Arrivée au bout, elle est carrément dépitée. Cette petite expérience fait écho à son angoisse de photographe face au regard et à la superficialité du monde à travers les réseaux sociaux.


- Pfff, ça me saoule tous ces commentaires pour rien ! C'est quoi cette manie de parler pour ne rien dire ? Et pourquoi les gens se sentent toujours obligés de juger ? En plus, certains sont carrément agressifs. À l'exception de quelques-uns, les gens se croient vraiment tout permis quand ils sont derrière leur écran.

- Je vous l'avais dit, non ? Des fois ça vaut le coup d'écouter un vieux briscard comme moi, répond Hipolito également assis au comptoir sirotant un verre avant de rentrer.
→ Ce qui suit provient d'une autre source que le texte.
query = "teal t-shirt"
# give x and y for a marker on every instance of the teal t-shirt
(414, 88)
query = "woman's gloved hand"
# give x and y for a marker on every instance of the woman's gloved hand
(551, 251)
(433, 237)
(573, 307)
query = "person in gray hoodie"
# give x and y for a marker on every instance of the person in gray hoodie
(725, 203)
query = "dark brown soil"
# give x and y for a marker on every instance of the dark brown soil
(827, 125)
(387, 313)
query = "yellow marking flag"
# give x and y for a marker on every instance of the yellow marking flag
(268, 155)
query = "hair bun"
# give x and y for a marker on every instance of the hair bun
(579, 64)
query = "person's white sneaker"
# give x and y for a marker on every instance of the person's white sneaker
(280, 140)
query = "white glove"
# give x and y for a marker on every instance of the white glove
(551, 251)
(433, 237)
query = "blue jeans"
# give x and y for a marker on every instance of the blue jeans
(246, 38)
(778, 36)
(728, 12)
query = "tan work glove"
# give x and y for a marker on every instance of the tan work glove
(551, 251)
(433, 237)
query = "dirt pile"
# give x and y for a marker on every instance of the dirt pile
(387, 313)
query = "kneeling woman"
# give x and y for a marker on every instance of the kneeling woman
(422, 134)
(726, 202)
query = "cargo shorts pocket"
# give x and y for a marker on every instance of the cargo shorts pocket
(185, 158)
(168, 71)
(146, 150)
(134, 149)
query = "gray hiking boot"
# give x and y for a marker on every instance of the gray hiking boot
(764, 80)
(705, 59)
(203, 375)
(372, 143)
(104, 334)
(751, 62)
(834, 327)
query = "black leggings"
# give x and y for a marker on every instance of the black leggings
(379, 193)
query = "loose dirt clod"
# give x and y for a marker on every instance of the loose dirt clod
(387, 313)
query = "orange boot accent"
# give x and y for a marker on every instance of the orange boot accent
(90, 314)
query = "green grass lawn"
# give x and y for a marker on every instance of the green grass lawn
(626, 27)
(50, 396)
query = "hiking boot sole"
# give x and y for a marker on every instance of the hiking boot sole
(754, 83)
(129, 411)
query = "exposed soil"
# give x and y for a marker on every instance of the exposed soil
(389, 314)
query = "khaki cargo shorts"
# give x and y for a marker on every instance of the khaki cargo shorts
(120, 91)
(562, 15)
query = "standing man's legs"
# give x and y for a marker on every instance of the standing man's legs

- Que puis-je faire alors ?

- La vie n'est pas sur Internet ma jolie. Rien ne vaut la vraie vie.

- Et concrètement, ça veut dire quoi ?

- Ça veut dire que si tu veux vraiment de l'authenticité, il faut aller à la rencontre des gens dans la rue. Se balader, aller interroger des vieux commerçants du quartier par exemple. Certains ont dû connaître Dominique Bretodeau ou connaître quelqu'un qui connait quelqu'un.

- Je ne le dis pas souvent, mais Hipolito a raison, intervient Gina. C'est souvent comme ça que l'on fait les plus belles découvertes. Si ça se trouve, cette histoire va t'emmener là où tu ne pensais jamais aller. La magie de la vie ma petite.

- Mmh. Je vais y réfléchir, conclut-elle en regardant son carnet puis la photo.


Oh oui, Léonie avait grand besoin de repenser à tout ça calmement. Elle n'avait pas l'intention de baisser les bras si rapidement, mais ses épaules étaient-elles assez larges pour aller se confronter au monde réel sans être protégée par un écran ou un boîtier d'appareil photo?